“Ao fim da rua vi a catedral, e
avancei para ela. Quando pela primeira vez a vira, achara a fachada horrenda, mas
agora agradava-me. Entrei. Estava escura e sombria e os pilares iam por ali
acima, e havia gente rezando, e cheirava a incenso, e havia algumas janelas
maravilhosas. Ajoelhei e desatei a rezar e rezei por toda a gente que me
lembrei, por Brett e Mike e Bill e Robert Cohn e por mim, e pelos toureiros
todos, em separado por aqueles de quem gostava, e em massa o resto; depois
rezei outra vez por mim, e, enquanto rezava, dei comigo cheio de sono, e rezei
logo para que as touradas fossem boas e as festas fossem bonitas e para eu
pescar alguma coisa.
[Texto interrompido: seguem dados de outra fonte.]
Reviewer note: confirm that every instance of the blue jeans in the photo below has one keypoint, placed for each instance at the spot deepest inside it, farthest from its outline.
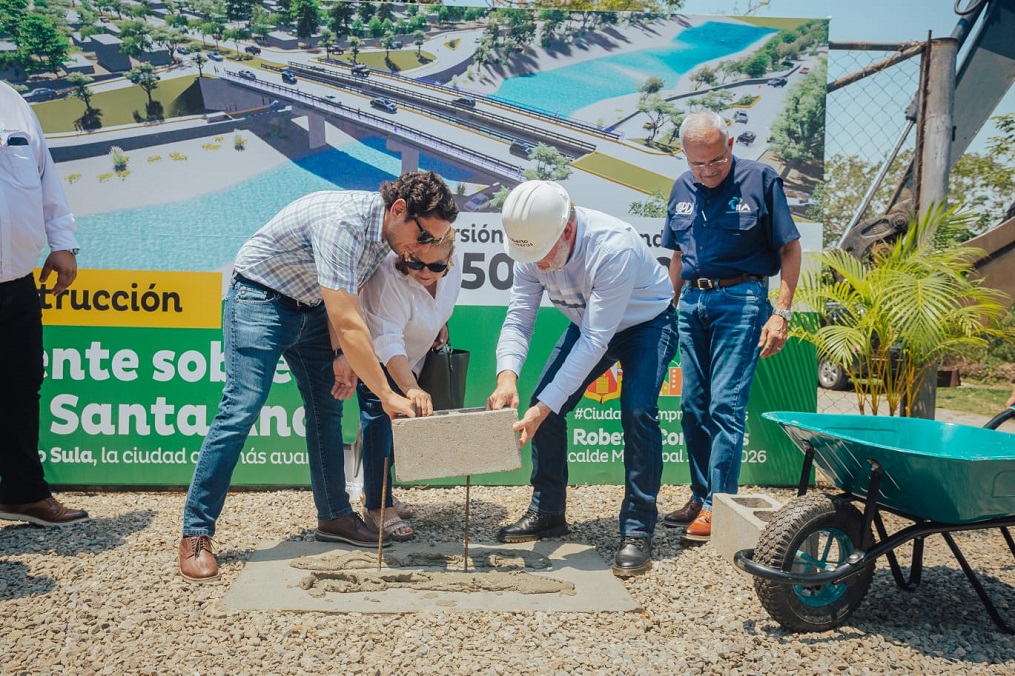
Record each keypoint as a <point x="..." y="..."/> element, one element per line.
<point x="645" y="352"/>
<point x="259" y="326"/>
<point x="375" y="427"/>
<point x="719" y="351"/>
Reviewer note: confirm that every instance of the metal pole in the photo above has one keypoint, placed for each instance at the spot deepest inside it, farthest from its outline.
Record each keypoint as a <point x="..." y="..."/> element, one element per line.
<point x="936" y="131"/>
<point x="937" y="128"/>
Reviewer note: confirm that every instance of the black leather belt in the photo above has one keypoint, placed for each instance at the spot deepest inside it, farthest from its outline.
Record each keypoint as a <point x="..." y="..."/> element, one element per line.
<point x="706" y="284"/>
<point x="264" y="287"/>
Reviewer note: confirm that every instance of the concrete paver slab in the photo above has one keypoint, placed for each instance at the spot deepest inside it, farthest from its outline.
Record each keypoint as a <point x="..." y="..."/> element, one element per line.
<point x="268" y="582"/>
<point x="455" y="443"/>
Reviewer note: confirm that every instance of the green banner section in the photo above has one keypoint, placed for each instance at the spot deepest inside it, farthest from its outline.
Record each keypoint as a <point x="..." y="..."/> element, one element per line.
<point x="131" y="406"/>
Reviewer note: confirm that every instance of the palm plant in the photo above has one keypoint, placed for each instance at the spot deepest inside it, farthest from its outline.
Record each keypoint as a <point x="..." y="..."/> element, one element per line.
<point x="886" y="321"/>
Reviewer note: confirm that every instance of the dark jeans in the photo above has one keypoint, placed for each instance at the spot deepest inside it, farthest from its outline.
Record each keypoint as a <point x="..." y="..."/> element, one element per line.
<point x="21" y="478"/>
<point x="259" y="326"/>
<point x="645" y="352"/>
<point x="375" y="427"/>
<point x="719" y="352"/>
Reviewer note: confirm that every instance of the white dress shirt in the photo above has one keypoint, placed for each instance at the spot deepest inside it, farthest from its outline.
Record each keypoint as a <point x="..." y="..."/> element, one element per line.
<point x="611" y="282"/>
<point x="34" y="209"/>
<point x="402" y="316"/>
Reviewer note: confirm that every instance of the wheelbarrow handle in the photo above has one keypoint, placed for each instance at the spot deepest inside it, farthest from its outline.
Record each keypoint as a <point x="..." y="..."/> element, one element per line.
<point x="1003" y="416"/>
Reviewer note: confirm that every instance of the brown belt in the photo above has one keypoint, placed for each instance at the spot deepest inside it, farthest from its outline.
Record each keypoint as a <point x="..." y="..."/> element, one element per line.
<point x="706" y="284"/>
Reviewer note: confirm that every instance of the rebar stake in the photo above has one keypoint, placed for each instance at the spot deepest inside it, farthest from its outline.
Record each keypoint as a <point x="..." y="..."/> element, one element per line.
<point x="468" y="481"/>
<point x="384" y="498"/>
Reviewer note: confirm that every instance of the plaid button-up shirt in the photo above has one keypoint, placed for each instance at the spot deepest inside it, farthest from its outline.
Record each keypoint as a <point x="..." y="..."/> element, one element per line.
<point x="329" y="239"/>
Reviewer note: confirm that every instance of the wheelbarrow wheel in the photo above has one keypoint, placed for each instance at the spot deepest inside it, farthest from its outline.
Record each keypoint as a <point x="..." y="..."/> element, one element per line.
<point x="814" y="533"/>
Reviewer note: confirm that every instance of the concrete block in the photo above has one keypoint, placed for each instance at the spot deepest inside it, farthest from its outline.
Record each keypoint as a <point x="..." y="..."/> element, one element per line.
<point x="455" y="443"/>
<point x="737" y="521"/>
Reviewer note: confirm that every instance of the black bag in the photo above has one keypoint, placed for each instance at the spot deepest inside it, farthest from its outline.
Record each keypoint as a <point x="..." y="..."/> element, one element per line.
<point x="443" y="377"/>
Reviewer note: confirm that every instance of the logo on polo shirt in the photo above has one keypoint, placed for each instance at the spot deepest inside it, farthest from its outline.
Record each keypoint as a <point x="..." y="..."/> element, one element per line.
<point x="738" y="206"/>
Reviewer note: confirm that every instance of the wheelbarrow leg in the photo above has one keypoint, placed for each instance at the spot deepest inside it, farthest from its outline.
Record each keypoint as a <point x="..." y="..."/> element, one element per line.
<point x="974" y="581"/>
<point x="805" y="473"/>
<point x="916" y="563"/>
<point x="1008" y="539"/>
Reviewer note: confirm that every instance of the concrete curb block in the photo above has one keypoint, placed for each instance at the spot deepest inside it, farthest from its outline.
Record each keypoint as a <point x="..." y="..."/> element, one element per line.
<point x="737" y="521"/>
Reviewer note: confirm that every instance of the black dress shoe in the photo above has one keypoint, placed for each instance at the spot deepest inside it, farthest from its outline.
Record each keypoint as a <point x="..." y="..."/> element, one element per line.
<point x="351" y="529"/>
<point x="534" y="526"/>
<point x="633" y="557"/>
<point x="684" y="515"/>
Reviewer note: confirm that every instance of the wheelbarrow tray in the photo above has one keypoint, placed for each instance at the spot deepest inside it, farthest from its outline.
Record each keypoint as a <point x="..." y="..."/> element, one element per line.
<point x="935" y="471"/>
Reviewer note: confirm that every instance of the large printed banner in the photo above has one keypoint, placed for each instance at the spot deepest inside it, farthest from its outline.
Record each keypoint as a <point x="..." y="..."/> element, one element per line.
<point x="128" y="404"/>
<point x="134" y="349"/>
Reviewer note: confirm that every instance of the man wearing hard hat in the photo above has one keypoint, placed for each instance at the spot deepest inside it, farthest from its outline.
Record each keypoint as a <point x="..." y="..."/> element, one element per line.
<point x="599" y="272"/>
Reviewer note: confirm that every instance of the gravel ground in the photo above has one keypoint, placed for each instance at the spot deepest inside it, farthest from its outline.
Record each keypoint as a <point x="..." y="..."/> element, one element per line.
<point x="105" y="597"/>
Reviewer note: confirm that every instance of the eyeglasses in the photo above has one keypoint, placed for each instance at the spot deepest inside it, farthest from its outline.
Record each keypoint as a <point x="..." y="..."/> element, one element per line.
<point x="716" y="163"/>
<point x="424" y="237"/>
<point x="419" y="265"/>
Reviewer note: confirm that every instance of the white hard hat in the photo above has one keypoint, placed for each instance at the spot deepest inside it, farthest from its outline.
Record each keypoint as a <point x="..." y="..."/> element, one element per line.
<point x="534" y="215"/>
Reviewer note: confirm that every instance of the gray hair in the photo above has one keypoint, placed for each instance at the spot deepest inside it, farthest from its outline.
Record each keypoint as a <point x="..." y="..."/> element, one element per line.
<point x="697" y="125"/>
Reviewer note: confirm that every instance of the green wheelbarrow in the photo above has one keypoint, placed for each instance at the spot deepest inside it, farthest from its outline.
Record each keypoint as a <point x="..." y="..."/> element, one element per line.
<point x="814" y="561"/>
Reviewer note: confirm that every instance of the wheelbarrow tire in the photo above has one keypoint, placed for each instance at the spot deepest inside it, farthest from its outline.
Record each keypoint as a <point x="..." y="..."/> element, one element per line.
<point x="816" y="532"/>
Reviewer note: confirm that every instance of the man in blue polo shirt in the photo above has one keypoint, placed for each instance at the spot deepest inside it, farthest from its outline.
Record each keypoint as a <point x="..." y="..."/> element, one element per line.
<point x="730" y="227"/>
<point x="599" y="272"/>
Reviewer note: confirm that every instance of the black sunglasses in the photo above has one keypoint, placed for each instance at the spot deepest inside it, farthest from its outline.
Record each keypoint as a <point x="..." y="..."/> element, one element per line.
<point x="419" y="265"/>
<point x="424" y="237"/>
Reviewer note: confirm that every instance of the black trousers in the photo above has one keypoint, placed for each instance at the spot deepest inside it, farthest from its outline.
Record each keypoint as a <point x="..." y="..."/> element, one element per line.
<point x="21" y="478"/>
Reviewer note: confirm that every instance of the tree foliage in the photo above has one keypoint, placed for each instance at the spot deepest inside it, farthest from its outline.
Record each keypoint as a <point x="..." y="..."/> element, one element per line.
<point x="887" y="319"/>
<point x="798" y="134"/>
<point x="550" y="164"/>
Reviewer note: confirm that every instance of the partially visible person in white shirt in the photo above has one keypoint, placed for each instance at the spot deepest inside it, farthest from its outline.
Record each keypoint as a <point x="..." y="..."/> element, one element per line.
<point x="34" y="214"/>
<point x="406" y="303"/>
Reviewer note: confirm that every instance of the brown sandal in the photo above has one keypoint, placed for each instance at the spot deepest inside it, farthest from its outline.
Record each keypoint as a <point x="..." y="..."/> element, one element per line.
<point x="394" y="528"/>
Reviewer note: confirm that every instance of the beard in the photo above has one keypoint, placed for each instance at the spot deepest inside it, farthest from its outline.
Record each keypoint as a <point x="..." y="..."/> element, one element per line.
<point x="560" y="255"/>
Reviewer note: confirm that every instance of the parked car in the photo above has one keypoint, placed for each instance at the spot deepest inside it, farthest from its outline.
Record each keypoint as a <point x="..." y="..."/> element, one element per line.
<point x="477" y="202"/>
<point x="41" y="93"/>
<point x="522" y="148"/>
<point x="746" y="138"/>
<point x="386" y="105"/>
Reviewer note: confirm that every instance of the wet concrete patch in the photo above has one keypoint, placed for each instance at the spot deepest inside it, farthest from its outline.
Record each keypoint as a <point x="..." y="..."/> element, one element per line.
<point x="422" y="578"/>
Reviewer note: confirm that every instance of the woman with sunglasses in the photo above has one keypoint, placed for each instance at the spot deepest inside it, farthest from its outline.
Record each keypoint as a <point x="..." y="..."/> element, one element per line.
<point x="406" y="305"/>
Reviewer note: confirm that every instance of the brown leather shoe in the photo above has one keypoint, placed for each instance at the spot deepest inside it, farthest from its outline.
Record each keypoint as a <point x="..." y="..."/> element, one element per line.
<point x="684" y="515"/>
<point x="700" y="528"/>
<point x="351" y="528"/>
<point x="47" y="512"/>
<point x="197" y="562"/>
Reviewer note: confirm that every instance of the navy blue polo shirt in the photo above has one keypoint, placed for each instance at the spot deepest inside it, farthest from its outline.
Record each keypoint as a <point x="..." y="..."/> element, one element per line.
<point x="734" y="228"/>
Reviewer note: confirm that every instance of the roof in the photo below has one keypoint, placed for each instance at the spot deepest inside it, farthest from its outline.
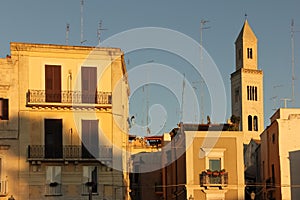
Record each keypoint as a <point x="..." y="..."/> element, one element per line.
<point x="246" y="33"/>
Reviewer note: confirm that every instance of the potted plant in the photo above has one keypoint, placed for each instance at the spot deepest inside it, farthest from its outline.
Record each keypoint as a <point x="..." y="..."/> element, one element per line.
<point x="53" y="184"/>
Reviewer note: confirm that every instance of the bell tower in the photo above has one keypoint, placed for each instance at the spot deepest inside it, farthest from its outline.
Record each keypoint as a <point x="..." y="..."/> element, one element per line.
<point x="247" y="84"/>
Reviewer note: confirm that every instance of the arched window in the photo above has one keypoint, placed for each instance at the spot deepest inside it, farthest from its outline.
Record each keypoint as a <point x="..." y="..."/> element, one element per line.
<point x="249" y="123"/>
<point x="248" y="92"/>
<point x="255" y="123"/>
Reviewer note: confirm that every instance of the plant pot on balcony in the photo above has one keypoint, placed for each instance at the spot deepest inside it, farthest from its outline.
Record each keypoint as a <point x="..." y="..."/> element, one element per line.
<point x="208" y="172"/>
<point x="53" y="184"/>
<point x="89" y="184"/>
<point x="215" y="173"/>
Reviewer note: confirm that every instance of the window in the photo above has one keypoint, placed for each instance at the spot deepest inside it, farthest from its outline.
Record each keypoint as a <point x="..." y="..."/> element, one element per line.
<point x="252" y="93"/>
<point x="3" y="109"/>
<point x="89" y="84"/>
<point x="53" y="83"/>
<point x="249" y="123"/>
<point x="90" y="139"/>
<point x="53" y="180"/>
<point x="53" y="138"/>
<point x="249" y="53"/>
<point x="236" y="95"/>
<point x="273" y="138"/>
<point x="255" y="123"/>
<point x="90" y="179"/>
Pus-me a pensar se havia mais por que rezar, e pensei que
gostaria de ter dinheiro, e rezei para ganhar uma data de dinheiro, e depois
pensei em como o havia de ganhar, e pensar em ganhar dinheiro fez-me lembrar o
conde, e comecei a pensar onde estaria ele e a ter pena de não o ter tornado a
ver desde aquela noite em Montmartre, e numa coisa cómica que Brett me contara
acerca dele, e, como durante este tempo estava de joelhos com a testa nas
costas do banco da frente e me considerava rezando, senti-me um pouco
envergonhado, e lamentei ser um tão safado católico, mas verifiquei que não
havia nada a fazer, pelo menos por algum tempo, talvez para sempre, mas que
era, apesar de tudo, uma grande religião, e eu apenas queria sentir-me crente, o
que talvez me acontecesse para a próxima vez; e saí para o sol ardendo nos
degraus da catedral, e o indicador e o polegar da mão direita ainda estavam
molhados, e senti-os secar ao sol. O sol estava quente e forte, e atravessei
para umas casas, e regressei por ruas laterais ao hotel.”